Corollary 1   The real number $$\psi= \sum_{n=1}^\infty \frac{1}{10^{n!}}=0.1100010\ldots$$ is transcendental.

Proof. Clearly, the number $\psi$ is well defined, i.e. the series converges. Indeed, $$\frac{1}{10^{n!}}<\frac{1}{10^n}$$ and $\sum_{n=1}^\infty 10^{-n}=1/9$ . Thus, by the comparison test, the series converges and $0<\psi<1/9$ .

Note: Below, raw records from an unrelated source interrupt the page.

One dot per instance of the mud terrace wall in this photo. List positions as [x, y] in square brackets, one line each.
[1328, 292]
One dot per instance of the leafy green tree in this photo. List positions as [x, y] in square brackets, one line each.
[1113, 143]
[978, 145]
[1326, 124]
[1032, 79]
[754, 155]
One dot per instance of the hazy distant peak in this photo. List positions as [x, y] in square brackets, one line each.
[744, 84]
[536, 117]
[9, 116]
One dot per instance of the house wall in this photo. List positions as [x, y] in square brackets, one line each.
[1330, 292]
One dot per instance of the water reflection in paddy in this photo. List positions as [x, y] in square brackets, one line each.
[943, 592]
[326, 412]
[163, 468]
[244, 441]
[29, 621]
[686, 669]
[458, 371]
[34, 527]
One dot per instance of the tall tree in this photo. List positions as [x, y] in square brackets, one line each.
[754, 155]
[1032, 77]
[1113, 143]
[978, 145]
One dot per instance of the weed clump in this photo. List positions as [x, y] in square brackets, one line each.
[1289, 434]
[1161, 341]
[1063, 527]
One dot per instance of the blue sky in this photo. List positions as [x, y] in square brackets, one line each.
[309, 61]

Suppose, for a contradiction, that $\psi$ is algebraic of degree $m$ . We will construct infinitely many rationals $p/q$ such that $$|\psi - \frac{p}{q}|< \frac{c}{q^m}$$ where $c=c(\psi)$ is the constant given by the theorem above. Let $k\in \Nats$ be such that $1/2^k < c$ . Then, in fact, we will show that there are infinitely many rationals $p/q$ with $q\geq 2$ such that $$|\psi -\frac{p}{q}|<\frac{1}{q^{m+k}}<\frac{1}{2^k}\cdot \frac{1}{q^m}<\frac{c}{q^m}$$ For all $j>k+m$ we define a rational number $p_j/q_j$ by: $$p_j=10^{j!}\sum_{n=1}^j 10^{-n!},\quad q_j=10^{j!}$$ then $p_j$ and $q_j$ are relatively prime integers and we have: \begin{eqnarray*} |\psi - \frac{p_j}{q_j}| & = & \sum_{n=j+1}^\infty \frac{1}{10^{n!}}\\ & < & \frac{1}{10^{(j+1)!}}(1+\frac{1}{10}+\frac{1}{10^2}+\ldots)\\ & = & 10/9\cdot \frac{1}{q_j^{(j+1)}} \\ & < & \frac{1}{q_j^j}\\ & < & \frac{1}{q_j^{(k+m)}} \end{eqnarray*}where in the last inequality we have used the fact that $j>k+m$ . Therefore, all rationals $\{ p_j/q_j \}_{j=k+m+1}^\infty$ satisfy the desired inequality, which leads to the contradiction with the theorem above. Thus $\psi$ cannot be algebraic and it must be transcendental.